Maggie, como le apodaron, tenía en 2015 ojeras cada vez más grandes. Se veía enfermo -y lo estaba- pero siguió encabezando protestas, dando discursos lúcidos, y siendo el más comprensivo con el movimiento de familiares de los 43.
Después se tituló como maestro y consiguió empleo en el estado de Guanajuato. Mientras dictaba clases terminó una maestría y después un doctorado. Ahora es coordinador de Investigación Educativa del Estado de Guerrero.
–Aquí habían estado licenciados, abogados, comunicólogos, de todas las profesiones y nunca un maestro. (...) Estaban acostumbrados a que el que venía aquí era hijo de un político, hermano de un diputado, era familia de… como se reparten las cuotas en este tipo de espacios. Yo rompí el paradigma (...) Cuando me llaman, ven mis estudios y me dicen ‘calificas para el cargo’.
Hoy dirige una oficina con 30 personas a su cargo. Capacita a docentes, les incentiva a investigar y edita una revista especializada. También sigue participando activamente en el caso Ayotzinapa: es el sobreviviente que más ha declarado, seis veces ya, incluyendo reconstrucciones en terreno y careos con agentes de seguridad.

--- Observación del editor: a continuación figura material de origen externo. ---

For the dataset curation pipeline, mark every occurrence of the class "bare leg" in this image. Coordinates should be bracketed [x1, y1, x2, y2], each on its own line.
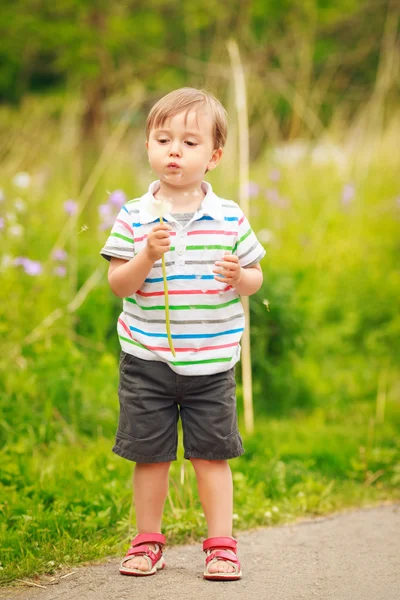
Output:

Eduardo es costeño, nacido en Coyuca de Benítez. Apegado a su madre y sus dos hermanas, que son trabajadoras y madres solteras. Cuida de sus sobrinos, está pendiente de ellos. Y mientras trabaja como funcionario se da tiempo de seguir estudiando. Empezó la licenciatura en Derecho. Va por el cuarto semestre.
Ya no tiene las ojeras del año 2015 pero encaneció y mira con una tristeza inocultable que traduce en una sola frase: lo ocurrido en Iguala truncó su proyecto de vida. Más le frustra que, pese a tantos sacrificios de tantas personas, el caso siga sin resolverse.
–Hay varios datos nuevos, hay que decirlo, pero yo creo que el tema central, que es el paradero de los compañeros, está pendiente. Se han encontrado tres restos confirmados en diferentes lugares a los que marcaba la narrativa [oficial], pero los otros 40 compañeros desafortunadamente siguen en calidad de desaparecidos, pues. Así que falta mucho por hacer. (...) Cuando un juez dicte sentencia con nombre y apellido de quiénes son las personas que participaron en la desaparición y el asesinato de los compañeros, entonces yo cerraré un ciclo. Porque podrán pasar 10, 20 ó 30 años pero si no hay justicia ahí vamos a estar, ¿no?.